Dass wir davon profitieren und dass Polen davon profitiert, zeigen die wirtschaftlichen Zahlen und die Entwicklung nach dem 1. Mai 2004. Die Exporte von Berlin nach Polen sind im Jahr 2006 um 28,9 % gestiegen, und auch die Importe aus Polen haben eine Steigerung von 12,2 % erfahren. Daran sieht man: Es tut sich etwas in der Region. Der Austausch intensiviert sich, und an dem Wachstum, das in unserem Nachbarland Polen existiert, können wir partizipieren und unseren Beitrag dazu leisten.

Wir haben in den letzten Jahren auch festgestellt, dass das Interesse von Unternehmen an Wirtschaftskontakten nach Polen deutlich gestiegen ist. Wir haben darauf reagiert, indem wir die Instrumente zur Unterstützung von Berliner Unternehmen beim Markteintritt in Polen weiterentwickelt haben. Wir haben die Länderinformationen intensiviert, wir haben die Beratung ausgeweitet und intensiviert, und wir haben Unterstützung bei Kontaktvermittlung über Kooperationsbörsen, u. a. bei Messen, geleistet. Die kleinen und mittelständischen Unternehmen haben über das Projekt TEICO-NET, das von der IBB organisiert wurde und EU-finanziert ist, ihre Kooperation verbessert. Wir haben gemeinsam mit der ZAB Technologietage auf der Messe in Poznań durchgeführt. Wir haben im

Rahmen des Projekts „Planvoll ins Ausland“ in Kooperation mit der Investitionsbank und dem UVB entsprechende Seminare und Expertencoachings durchgeführt. All dies sind Maßnahmen, die kleine und mittelständische Unternehmen aus Berlin beim Markteintritt in Polen unterstützt und begleitet haben.

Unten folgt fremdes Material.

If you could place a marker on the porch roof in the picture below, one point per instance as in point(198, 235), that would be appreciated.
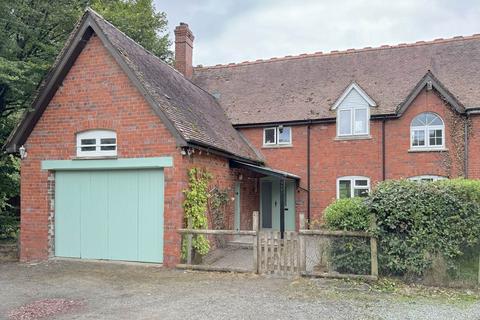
point(263, 170)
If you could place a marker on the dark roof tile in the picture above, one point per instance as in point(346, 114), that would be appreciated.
point(276, 90)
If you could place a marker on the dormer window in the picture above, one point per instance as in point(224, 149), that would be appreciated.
point(97, 143)
point(427, 132)
point(353, 112)
point(277, 136)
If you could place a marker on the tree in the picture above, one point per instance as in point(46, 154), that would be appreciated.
point(32, 34)
point(138, 20)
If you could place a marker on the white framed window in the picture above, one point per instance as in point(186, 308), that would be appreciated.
point(277, 136)
point(353, 112)
point(352, 186)
point(97, 143)
point(353, 121)
point(427, 132)
point(426, 178)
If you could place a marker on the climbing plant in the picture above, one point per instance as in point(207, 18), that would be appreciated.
point(218, 200)
point(195, 208)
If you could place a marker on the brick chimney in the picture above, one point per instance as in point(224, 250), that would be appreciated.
point(184, 49)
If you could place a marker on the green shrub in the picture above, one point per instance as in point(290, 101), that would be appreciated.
point(347, 214)
point(348, 254)
point(418, 221)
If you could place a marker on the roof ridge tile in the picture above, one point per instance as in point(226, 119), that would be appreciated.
point(337, 52)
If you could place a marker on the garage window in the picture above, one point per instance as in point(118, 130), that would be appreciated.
point(97, 143)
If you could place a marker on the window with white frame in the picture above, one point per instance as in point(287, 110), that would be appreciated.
point(352, 186)
point(353, 112)
point(427, 131)
point(426, 178)
point(97, 143)
point(277, 136)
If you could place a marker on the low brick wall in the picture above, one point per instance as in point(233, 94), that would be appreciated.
point(8, 252)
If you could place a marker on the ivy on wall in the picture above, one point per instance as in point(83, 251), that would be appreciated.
point(195, 208)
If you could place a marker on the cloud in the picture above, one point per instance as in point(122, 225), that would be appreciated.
point(235, 31)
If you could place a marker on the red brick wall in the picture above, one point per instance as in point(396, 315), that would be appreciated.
point(224, 179)
point(97, 94)
point(403, 164)
point(474, 148)
point(332, 158)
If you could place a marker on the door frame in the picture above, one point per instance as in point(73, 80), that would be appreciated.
point(276, 189)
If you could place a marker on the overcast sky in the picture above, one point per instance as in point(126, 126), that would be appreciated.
point(235, 31)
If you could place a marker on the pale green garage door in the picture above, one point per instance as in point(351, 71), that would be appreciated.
point(114, 215)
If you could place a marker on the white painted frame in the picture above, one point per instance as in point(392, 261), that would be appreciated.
point(363, 94)
point(352, 121)
point(352, 180)
point(277, 134)
point(97, 135)
point(264, 136)
point(426, 130)
point(433, 177)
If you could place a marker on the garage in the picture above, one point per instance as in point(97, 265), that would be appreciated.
point(109, 214)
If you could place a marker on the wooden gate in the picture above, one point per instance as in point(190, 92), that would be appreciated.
point(276, 255)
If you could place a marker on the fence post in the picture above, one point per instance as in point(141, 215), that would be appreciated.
point(302, 248)
point(189, 242)
point(255, 242)
point(374, 252)
point(479, 270)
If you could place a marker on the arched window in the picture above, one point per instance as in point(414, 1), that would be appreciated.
point(352, 186)
point(427, 131)
point(426, 178)
point(97, 143)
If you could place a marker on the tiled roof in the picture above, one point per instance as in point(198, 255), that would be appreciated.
point(192, 115)
point(306, 86)
point(193, 112)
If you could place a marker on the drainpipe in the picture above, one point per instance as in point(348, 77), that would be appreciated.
point(383, 150)
point(282, 207)
point(308, 173)
point(465, 132)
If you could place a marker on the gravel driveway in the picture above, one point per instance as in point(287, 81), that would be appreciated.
point(113, 291)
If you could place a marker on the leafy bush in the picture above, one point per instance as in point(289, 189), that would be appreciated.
point(348, 254)
point(418, 221)
point(348, 214)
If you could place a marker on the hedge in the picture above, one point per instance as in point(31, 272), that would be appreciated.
point(416, 222)
point(349, 254)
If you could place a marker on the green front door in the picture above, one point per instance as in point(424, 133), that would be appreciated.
point(109, 214)
point(270, 204)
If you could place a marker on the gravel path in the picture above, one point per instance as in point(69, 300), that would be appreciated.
point(113, 291)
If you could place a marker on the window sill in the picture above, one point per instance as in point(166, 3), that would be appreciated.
point(352, 137)
point(276, 146)
point(427, 150)
point(95, 158)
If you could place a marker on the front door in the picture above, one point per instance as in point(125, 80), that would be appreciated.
point(270, 204)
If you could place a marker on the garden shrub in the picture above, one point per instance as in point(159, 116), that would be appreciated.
point(417, 222)
point(349, 254)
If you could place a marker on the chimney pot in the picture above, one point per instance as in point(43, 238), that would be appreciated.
point(184, 49)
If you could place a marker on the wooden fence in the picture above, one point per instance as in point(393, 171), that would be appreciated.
point(274, 254)
point(277, 255)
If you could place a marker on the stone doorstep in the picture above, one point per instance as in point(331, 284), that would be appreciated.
point(8, 252)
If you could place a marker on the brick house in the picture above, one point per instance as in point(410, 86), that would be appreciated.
point(113, 131)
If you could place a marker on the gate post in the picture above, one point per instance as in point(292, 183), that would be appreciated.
point(255, 242)
point(302, 250)
point(189, 242)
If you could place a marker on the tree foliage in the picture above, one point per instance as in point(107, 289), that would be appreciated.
point(33, 33)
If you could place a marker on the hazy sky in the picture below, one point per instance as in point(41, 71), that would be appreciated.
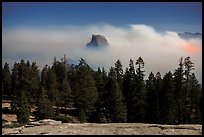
point(40, 31)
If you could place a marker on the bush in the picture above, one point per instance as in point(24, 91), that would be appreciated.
point(64, 119)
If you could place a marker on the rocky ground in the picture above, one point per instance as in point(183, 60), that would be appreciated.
point(51, 127)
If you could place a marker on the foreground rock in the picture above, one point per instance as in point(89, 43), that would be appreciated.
point(105, 129)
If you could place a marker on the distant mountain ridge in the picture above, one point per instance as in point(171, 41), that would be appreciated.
point(97, 41)
point(189, 35)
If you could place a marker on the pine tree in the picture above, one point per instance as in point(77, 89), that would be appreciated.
point(6, 82)
point(195, 94)
point(152, 100)
point(23, 111)
point(116, 109)
point(53, 92)
point(167, 109)
point(44, 106)
point(85, 92)
point(188, 67)
point(61, 70)
point(129, 90)
point(100, 85)
point(140, 93)
point(179, 91)
point(119, 72)
point(14, 88)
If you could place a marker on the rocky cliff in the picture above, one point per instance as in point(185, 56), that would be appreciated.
point(97, 41)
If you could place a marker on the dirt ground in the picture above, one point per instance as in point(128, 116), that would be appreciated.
point(106, 129)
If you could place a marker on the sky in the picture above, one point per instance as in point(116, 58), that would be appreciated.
point(41, 31)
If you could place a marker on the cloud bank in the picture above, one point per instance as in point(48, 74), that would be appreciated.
point(159, 50)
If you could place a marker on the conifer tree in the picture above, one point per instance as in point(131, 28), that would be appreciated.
point(140, 93)
point(116, 109)
point(6, 82)
point(85, 92)
point(44, 106)
point(152, 100)
point(167, 101)
point(23, 111)
point(179, 91)
point(129, 91)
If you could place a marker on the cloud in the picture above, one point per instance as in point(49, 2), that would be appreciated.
point(160, 50)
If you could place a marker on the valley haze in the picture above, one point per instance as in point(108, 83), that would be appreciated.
point(160, 51)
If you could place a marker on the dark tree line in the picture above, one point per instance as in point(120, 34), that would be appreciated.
point(101, 96)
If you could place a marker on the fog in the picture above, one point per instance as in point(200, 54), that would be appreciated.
point(160, 51)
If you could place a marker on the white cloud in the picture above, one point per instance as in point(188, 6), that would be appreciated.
point(160, 51)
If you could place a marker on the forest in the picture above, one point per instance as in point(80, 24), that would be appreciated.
point(104, 96)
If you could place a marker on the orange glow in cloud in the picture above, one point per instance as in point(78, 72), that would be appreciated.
point(191, 47)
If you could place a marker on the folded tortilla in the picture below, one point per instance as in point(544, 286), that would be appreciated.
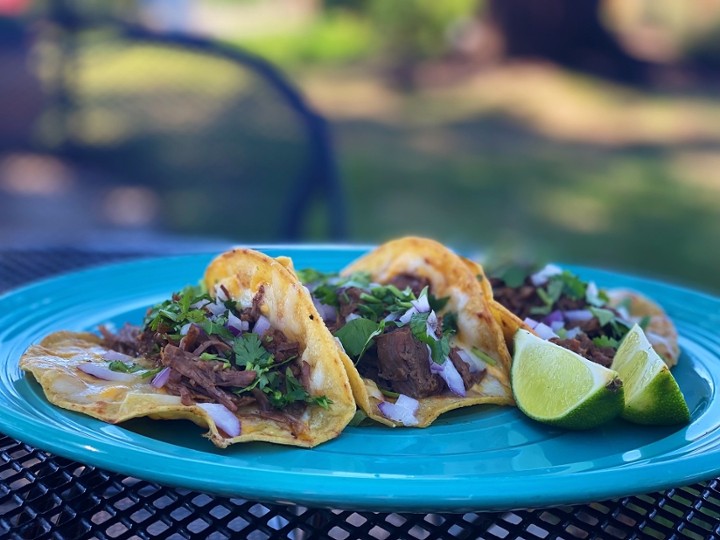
point(55, 361)
point(449, 277)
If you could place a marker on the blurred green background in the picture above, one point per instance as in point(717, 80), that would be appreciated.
point(453, 120)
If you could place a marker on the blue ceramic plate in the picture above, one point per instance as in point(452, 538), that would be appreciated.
point(482, 458)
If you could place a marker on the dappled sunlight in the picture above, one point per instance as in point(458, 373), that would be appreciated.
point(547, 100)
point(576, 212)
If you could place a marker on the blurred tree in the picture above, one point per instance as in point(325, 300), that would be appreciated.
point(412, 31)
point(567, 32)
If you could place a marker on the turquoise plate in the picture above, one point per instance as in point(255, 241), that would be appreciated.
point(482, 458)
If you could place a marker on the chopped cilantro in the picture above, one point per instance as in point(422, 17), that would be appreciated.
point(437, 304)
point(439, 348)
point(604, 316)
point(122, 367)
point(357, 335)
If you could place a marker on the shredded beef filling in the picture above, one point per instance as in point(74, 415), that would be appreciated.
point(397, 361)
point(584, 346)
point(523, 299)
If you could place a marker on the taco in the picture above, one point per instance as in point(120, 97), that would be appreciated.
point(559, 306)
point(250, 360)
point(418, 333)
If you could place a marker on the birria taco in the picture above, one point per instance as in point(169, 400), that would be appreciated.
point(419, 336)
point(250, 360)
point(559, 306)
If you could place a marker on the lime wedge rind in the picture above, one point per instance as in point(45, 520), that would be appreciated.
point(559, 387)
point(652, 395)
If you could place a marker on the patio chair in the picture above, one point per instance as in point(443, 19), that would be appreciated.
point(224, 142)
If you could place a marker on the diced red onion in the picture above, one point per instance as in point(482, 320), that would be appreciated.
point(115, 356)
point(475, 363)
point(161, 378)
point(223, 417)
point(221, 293)
point(450, 375)
point(432, 324)
point(572, 333)
point(541, 329)
point(578, 315)
point(216, 308)
point(236, 325)
point(262, 325)
point(405, 317)
point(327, 313)
point(103, 372)
point(541, 277)
point(422, 304)
point(398, 413)
point(555, 316)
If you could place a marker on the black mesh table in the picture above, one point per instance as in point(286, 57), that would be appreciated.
point(46, 496)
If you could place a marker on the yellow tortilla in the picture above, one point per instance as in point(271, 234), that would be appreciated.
point(449, 277)
point(286, 303)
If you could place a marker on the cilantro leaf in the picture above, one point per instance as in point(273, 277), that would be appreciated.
point(604, 316)
point(439, 348)
point(356, 335)
point(250, 352)
point(122, 367)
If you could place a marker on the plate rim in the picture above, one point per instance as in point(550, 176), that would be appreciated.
point(413, 495)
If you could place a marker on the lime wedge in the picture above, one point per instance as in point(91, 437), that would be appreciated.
point(556, 386)
point(652, 395)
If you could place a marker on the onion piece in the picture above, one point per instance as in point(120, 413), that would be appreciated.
point(216, 308)
point(422, 304)
point(475, 363)
point(237, 324)
point(221, 293)
point(432, 324)
point(262, 325)
point(541, 329)
point(103, 372)
point(162, 377)
point(398, 413)
point(573, 333)
point(542, 276)
point(578, 315)
point(223, 418)
point(115, 356)
point(450, 375)
point(327, 313)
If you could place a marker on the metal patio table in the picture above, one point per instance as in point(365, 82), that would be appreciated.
point(46, 496)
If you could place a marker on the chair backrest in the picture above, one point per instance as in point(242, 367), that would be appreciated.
point(227, 142)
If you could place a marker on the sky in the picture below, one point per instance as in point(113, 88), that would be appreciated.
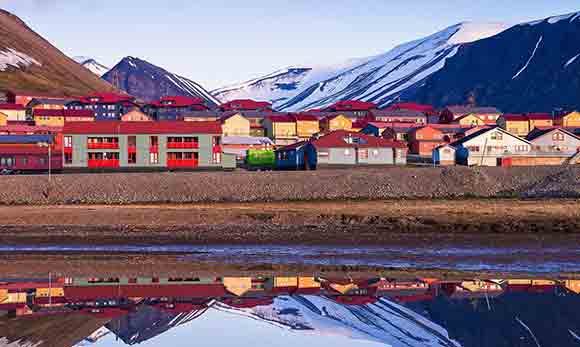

Damit haben wir einen Beitrag dafür geleistet, dass die wirtschaftlichen Chancen von Berliner Unternehmen genutzt werden können.

Die Investitionsbank bietet als Wirtschaftsförderbank des Landes Firmen mit einer Betriebsstätte in Berlin und damit auch jeder hier ansässigen polnischen Firma ihr gesamtes Leistungsspektrum an. Unter einem Dach können und sollen hier Unternehmen Beratung in Finanzierungsfragen, Coaching, Unterstützung und den Zugang zu den monetären Förderprogrammen erhalten.

Gleichzeitig haben wir mittlerweile eine ganze Reihe von Berliner Unternehmen, die erfolgreich auf den polnischen Märkten unterwegs sind und dort Niederlassungen gegründet haben. Das sind nicht nur die Großen wie Schering, Berlin Chemie oder Alba, sondern es sind in zunehmendem Maße klein- und mittelständische Unternehmen aus Berlin, auch Handwerksunternehmen, die sich in Polen engagieren, dort Niederlassungen gründen oder mit polnischen Kooperationspartnern Vereinbarungen abschließen und z. B. ihre Wettbewerbsfähigkeit durch Kooperationsprojekte und die damit verbundene Mischkalkulation verbessern.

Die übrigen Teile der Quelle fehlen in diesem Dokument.